Al ver esta serie de cuadros de temáticas sexuales pienso en El mundo erótico de Utamaro (1977), filme del japonés Akio Jissôji, en el que el famoso grabador Utamaro Kitagawa recibe el encargo de realizar xilografías pornográficas, es decir, explícitas. Utamaro vive en un período de libertad creativa, donde los artistas pueden representar la vida de los señores feudales y no sólo criticar sino satirizar la vida pública. El teatro es implacable en sus burlas a la sociedad, los escritores ventilan sus visiones del entorno y los artistas como Utamaro llevan hasta sus últimas consecuencias el deseo de captar no sólo los cuerpos en su plena desnudez, en sus apareamientos, sino de aprehender la expresión del placer, de los orgasmos, de la entrega.

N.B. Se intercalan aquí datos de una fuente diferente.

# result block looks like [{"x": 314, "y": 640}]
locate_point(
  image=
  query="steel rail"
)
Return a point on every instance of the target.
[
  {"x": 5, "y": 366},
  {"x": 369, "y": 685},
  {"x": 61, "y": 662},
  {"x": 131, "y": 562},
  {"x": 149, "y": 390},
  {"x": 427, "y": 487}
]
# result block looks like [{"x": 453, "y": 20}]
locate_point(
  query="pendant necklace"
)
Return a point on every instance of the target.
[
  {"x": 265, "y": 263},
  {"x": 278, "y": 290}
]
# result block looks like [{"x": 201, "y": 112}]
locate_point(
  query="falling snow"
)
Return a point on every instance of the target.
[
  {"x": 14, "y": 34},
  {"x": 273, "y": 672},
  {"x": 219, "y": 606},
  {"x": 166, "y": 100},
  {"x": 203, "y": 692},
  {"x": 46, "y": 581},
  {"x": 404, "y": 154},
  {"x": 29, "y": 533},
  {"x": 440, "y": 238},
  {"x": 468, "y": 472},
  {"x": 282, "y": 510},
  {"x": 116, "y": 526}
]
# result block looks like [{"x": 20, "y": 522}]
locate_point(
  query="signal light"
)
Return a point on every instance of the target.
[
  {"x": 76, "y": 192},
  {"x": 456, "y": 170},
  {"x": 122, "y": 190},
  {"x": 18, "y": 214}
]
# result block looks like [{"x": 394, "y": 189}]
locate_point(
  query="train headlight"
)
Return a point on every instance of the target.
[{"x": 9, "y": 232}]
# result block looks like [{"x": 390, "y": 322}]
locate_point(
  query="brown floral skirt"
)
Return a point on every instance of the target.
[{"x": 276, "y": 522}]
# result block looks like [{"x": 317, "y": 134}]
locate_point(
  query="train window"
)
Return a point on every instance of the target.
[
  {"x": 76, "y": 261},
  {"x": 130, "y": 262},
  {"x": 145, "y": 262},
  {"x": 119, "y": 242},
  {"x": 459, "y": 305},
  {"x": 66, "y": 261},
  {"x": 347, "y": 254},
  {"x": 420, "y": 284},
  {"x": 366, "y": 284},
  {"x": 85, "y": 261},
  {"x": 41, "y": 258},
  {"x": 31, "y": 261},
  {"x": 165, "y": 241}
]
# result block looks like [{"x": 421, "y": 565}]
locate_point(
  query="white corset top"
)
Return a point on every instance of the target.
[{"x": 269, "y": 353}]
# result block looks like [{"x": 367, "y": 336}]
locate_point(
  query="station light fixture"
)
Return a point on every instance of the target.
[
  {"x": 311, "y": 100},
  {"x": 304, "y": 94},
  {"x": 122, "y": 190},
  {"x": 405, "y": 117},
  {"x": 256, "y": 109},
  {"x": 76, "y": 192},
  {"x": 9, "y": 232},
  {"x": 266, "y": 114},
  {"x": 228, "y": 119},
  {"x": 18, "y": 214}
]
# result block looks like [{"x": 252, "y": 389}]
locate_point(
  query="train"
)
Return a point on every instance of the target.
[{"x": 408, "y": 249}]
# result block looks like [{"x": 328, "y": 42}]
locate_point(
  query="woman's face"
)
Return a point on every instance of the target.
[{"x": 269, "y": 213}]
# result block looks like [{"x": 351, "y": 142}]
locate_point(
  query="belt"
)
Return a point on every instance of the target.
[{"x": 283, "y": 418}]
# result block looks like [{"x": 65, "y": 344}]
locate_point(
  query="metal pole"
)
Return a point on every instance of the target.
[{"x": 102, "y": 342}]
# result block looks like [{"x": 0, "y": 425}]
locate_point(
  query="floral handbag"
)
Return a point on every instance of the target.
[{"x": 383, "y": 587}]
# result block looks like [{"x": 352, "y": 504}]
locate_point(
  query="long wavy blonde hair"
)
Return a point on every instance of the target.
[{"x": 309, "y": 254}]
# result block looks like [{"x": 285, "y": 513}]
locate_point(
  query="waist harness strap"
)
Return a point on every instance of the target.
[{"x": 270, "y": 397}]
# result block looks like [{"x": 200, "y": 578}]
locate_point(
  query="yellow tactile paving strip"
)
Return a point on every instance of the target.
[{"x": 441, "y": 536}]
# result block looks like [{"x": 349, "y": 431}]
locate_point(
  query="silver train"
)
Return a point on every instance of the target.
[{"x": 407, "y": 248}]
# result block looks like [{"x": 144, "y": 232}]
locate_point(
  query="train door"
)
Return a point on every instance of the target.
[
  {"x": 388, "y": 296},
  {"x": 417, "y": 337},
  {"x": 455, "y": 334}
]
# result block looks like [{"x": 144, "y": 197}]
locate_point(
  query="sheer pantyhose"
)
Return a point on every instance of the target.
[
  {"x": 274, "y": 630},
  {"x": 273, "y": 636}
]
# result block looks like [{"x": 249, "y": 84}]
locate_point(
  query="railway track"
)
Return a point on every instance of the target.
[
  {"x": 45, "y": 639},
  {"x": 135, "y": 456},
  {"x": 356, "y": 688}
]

Pero el poder no está dispuesto a tolerar el costo de esa libertad de los artistas y arrasa con ellos, prohíbe y castiga la iconografía sexual, instaura un régimen moral en el que la desnudez y la cópula son no sólo mal vistas, sino prohibidas y castigadas.

Leonel Maciel asume el riesgo de la pornografía, sabiendo de antemano que su obra es en sí misma, y sin pretenderlo, un arte crítico, incluso político, porque tensa juicios ideológicos en la era de los feminismos y la polémica de géneros. Porque a pesar de vivir una época de mayor libertad moral, el arte erótico tiene sus límites para apropiarse del gusto común, para ser aceptado en las galerías, para ser tolerados por las Iglesias y las ideologías. La desmesura, el pantagruelismo, la hipérbole y el carnaval cromático son consecuentes con el cuentero que es Leonel. Esto de un arte pornográfico es puro cuento, lo que vemos es una gran obra de arte impulsada por la lujuria y los apetitos pictóricos de un auténtico creador.